The order attached to the motion, anticipating its grant, was not signed by Judge Harlan. Instead he noted a denial of the motion thereon in these words: "Denied this 25th day of June, 1957." It was from the denial of the motion for a jury trial that this appeal was taken.
The only question presently before this Court is whether the order denying the alleged incompetent a jury trial on the issue of competency is a "final decree, or order in the nature of a final decree, entered by a court of equity", from which an appeal may be taken. Code (Cum. Supp. 1957), Art. 5, § 6 (Appeals from final decrees and orders).
Apparently it has been generally assumed that an order denying a jury trial is an interlocutory order, and is not appealable.

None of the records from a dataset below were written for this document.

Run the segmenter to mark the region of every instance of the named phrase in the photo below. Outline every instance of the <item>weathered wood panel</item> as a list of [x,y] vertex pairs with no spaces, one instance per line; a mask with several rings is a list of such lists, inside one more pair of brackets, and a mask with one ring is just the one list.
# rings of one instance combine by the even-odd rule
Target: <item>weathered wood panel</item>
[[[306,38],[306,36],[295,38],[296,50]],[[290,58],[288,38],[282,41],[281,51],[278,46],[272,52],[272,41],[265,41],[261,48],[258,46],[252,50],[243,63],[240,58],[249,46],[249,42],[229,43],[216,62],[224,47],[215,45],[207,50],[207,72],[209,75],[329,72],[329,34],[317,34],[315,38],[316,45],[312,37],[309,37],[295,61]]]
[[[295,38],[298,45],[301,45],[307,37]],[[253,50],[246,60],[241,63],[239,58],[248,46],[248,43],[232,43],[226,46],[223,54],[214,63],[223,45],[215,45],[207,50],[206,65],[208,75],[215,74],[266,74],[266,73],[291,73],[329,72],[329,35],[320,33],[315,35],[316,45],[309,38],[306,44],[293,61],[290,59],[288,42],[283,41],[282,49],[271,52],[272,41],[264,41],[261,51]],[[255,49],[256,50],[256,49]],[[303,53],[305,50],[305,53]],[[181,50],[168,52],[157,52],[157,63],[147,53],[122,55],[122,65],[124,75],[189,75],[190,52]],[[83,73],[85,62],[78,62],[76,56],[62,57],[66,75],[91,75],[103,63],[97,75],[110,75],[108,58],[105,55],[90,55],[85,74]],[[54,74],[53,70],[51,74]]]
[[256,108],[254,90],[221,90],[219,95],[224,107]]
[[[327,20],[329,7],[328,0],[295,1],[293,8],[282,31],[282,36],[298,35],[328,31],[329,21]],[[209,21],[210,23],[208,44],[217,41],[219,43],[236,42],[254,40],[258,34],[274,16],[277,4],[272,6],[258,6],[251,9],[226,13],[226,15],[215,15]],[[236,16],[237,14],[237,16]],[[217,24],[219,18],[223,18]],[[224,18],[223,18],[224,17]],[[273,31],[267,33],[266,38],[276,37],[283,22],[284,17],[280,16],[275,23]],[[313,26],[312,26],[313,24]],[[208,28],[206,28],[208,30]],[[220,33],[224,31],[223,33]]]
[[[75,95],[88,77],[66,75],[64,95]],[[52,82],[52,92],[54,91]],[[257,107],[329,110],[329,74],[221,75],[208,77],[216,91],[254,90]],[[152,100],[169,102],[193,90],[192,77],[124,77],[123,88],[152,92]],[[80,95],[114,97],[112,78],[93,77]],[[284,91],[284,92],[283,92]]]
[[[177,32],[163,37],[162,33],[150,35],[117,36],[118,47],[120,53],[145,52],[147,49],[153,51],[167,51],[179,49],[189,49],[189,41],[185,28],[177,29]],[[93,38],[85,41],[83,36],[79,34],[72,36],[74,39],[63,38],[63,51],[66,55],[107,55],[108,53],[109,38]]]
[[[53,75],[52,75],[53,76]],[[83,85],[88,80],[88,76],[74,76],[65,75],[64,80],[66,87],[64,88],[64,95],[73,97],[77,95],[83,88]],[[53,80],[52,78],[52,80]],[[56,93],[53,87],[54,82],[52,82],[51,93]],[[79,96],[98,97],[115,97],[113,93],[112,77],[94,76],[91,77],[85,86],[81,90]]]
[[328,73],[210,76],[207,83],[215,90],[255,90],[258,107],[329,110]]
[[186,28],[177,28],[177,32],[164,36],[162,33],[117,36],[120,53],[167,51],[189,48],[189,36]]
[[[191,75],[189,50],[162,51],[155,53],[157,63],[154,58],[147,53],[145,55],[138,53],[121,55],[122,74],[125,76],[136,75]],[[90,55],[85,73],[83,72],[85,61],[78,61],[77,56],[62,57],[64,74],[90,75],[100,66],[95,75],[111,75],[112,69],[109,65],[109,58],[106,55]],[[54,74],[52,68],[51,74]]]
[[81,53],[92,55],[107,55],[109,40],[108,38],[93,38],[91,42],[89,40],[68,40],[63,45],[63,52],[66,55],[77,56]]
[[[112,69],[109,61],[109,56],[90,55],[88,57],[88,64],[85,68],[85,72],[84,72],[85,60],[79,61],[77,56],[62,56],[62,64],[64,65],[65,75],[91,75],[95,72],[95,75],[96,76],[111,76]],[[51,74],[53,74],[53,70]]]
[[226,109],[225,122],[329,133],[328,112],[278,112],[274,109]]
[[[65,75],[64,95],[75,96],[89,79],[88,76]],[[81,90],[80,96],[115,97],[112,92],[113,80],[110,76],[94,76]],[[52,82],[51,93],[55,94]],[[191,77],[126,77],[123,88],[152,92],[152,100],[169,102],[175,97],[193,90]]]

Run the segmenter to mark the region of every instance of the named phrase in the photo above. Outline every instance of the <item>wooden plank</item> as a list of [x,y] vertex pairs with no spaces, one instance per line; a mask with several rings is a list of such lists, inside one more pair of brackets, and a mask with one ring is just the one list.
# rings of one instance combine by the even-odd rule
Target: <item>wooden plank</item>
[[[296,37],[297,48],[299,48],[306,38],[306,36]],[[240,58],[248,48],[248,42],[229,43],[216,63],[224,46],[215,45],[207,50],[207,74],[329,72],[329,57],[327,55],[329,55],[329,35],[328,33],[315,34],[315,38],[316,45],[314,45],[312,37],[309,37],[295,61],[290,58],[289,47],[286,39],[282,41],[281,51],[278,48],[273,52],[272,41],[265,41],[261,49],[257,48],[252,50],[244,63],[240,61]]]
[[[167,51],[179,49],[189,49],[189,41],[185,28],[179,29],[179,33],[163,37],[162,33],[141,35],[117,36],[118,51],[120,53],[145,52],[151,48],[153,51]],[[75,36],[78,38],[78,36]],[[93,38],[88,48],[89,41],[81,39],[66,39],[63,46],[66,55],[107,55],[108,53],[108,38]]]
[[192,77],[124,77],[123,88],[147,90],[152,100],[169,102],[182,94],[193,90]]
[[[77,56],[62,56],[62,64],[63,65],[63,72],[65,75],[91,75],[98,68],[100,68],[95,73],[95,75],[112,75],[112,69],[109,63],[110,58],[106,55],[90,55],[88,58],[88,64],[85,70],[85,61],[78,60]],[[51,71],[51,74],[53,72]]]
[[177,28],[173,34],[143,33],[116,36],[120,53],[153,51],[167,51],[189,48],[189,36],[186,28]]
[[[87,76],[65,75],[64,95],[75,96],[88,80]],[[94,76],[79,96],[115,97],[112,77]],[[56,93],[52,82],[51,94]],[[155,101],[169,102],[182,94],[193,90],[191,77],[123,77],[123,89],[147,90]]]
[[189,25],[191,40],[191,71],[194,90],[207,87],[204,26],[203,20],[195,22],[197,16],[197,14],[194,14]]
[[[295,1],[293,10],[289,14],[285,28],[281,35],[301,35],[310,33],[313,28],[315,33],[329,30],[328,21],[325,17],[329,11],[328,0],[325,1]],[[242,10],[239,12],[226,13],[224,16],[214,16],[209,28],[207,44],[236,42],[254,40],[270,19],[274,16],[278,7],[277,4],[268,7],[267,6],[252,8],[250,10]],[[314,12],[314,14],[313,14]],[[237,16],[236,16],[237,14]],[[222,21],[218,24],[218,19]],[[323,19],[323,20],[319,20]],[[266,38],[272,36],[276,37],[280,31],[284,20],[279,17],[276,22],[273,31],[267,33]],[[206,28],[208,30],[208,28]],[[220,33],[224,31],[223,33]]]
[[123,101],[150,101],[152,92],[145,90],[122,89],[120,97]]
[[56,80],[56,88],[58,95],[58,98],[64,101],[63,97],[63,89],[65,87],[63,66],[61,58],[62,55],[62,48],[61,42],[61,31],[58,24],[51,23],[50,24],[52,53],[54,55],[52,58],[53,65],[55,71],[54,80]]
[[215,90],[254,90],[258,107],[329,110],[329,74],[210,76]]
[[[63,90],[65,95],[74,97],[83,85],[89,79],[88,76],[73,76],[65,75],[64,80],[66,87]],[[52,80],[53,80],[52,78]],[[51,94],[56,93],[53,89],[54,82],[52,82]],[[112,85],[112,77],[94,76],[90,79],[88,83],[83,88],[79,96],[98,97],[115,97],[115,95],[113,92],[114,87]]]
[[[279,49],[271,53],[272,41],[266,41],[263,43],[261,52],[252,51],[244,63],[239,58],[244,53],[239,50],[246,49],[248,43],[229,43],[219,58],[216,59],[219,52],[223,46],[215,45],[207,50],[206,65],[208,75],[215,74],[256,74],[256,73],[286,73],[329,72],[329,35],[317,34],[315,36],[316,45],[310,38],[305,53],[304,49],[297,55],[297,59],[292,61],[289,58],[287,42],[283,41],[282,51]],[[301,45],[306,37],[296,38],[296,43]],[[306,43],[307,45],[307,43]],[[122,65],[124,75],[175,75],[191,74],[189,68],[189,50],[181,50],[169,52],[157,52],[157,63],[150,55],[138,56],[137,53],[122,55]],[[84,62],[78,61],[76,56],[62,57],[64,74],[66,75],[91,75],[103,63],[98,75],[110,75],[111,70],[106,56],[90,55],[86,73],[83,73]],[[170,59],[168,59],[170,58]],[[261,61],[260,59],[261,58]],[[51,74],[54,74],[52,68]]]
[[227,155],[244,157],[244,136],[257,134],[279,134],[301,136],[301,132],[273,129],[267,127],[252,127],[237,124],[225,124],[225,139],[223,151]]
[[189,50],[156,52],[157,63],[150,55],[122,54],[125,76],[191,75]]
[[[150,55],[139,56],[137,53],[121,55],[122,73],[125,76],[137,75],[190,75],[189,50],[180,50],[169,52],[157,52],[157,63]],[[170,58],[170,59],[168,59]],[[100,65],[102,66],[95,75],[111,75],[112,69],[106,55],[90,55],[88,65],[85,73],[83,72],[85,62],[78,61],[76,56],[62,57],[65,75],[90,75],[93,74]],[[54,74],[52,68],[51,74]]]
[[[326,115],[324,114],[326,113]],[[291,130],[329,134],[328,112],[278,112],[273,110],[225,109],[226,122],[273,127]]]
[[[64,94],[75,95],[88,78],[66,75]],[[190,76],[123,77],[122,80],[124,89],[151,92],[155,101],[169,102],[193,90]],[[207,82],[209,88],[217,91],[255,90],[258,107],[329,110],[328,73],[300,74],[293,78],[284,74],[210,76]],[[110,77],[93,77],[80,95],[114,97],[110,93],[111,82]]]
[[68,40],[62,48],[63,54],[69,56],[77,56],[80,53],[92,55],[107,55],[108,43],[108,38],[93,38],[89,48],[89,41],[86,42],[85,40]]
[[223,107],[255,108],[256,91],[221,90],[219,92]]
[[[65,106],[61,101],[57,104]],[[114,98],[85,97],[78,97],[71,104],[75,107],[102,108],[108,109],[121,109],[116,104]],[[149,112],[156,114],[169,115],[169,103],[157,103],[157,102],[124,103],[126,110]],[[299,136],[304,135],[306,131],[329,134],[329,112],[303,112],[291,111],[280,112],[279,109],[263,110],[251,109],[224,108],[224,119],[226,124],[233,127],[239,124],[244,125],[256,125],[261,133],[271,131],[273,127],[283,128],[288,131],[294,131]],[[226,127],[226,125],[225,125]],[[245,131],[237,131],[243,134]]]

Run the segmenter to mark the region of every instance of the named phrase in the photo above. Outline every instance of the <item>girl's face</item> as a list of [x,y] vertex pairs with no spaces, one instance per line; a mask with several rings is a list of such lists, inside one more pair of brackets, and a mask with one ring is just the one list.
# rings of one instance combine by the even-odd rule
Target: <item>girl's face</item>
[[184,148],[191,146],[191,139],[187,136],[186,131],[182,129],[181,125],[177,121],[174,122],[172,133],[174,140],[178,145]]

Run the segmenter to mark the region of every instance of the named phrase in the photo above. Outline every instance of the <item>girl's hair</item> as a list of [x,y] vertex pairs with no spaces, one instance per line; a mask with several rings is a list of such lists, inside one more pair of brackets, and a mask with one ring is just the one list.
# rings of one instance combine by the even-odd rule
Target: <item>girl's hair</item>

Snidow v. Hill, 100 Cal.App.2d 31, 222 P.2d 958 (1950); Frank v. Dominick, 122 Cal.App.2d 45, 264 P.2d 161 (1953). In any event, there is a dearth of case law on the subject.
Although an order denying a jury trial may affect a substantial right of a party demanding it, it does not determine an action, for it remains pending, nor does the order prevent the entry of a final judgment or decree from which an appeal may be taken. Flannigan v. Lindgren, 122 Wis. 445, 100 N.W. 818 (1904); Jinks v. Braly, 202 Okla. 581, 216 P.2d 581 (1950).
It has even been held that an order denying a jury trial neither affects a substantial right nor involves the merits of an action, and hence is not appealable because the ruling or order relates only to the method of trying facts, and leaves the rights of the parties on the merits of the matter entirely unadjudicated. Schutt v. Federal Land Bank of Saint Paul, 71 N.D. 640, 3 N.W.2d 417 (1942).
Federal cases concerning orders denying a jury trial almost invariably refer to such orders as interlocutory. See Enelow v. New York Life Ins. Co., 293 U.S. 379 (1935); Ettelson v. Metropolitan Life Ins. Co., 317 U.S. 188 (1942); City of Morgantown v. Royal Ins. Co., 337 U.S. 254 (1949). See also 5 Moore, Federal Practice (2d ed. 1951), Sec. 39.13 [1], in which it is said: "The determination as to the mode of trial, jury or court, * * * is clearly interlocutory."
Finally, it should be noted that an order denying a jury trial is not among the several "interlocutory orders entered by or actions of a court of equity" listed as appealable in Code (Cum. Supp. 1957), Art. 5, § 7 (Appeals from certain interlocutory orders).
Since it is clear that this interlocutory order is not presently appealable, it follows that this appeal was prematurely taken and must be dismissed. Maryland Rules 835 and 887. The case of Allen v. Gray, 201 N.Y. 504, 94 N.E. 652 (1911), correctly states the proper procedure for reviewing an order denying a jury trial. A litigant must abide the final judgment or decree. He may then appeal and raise on the appeal the denial of a jury trial. But he cannot appeal directly from the denial.
Appeal dismissed without prejudice, with costs to be paid by the appellant.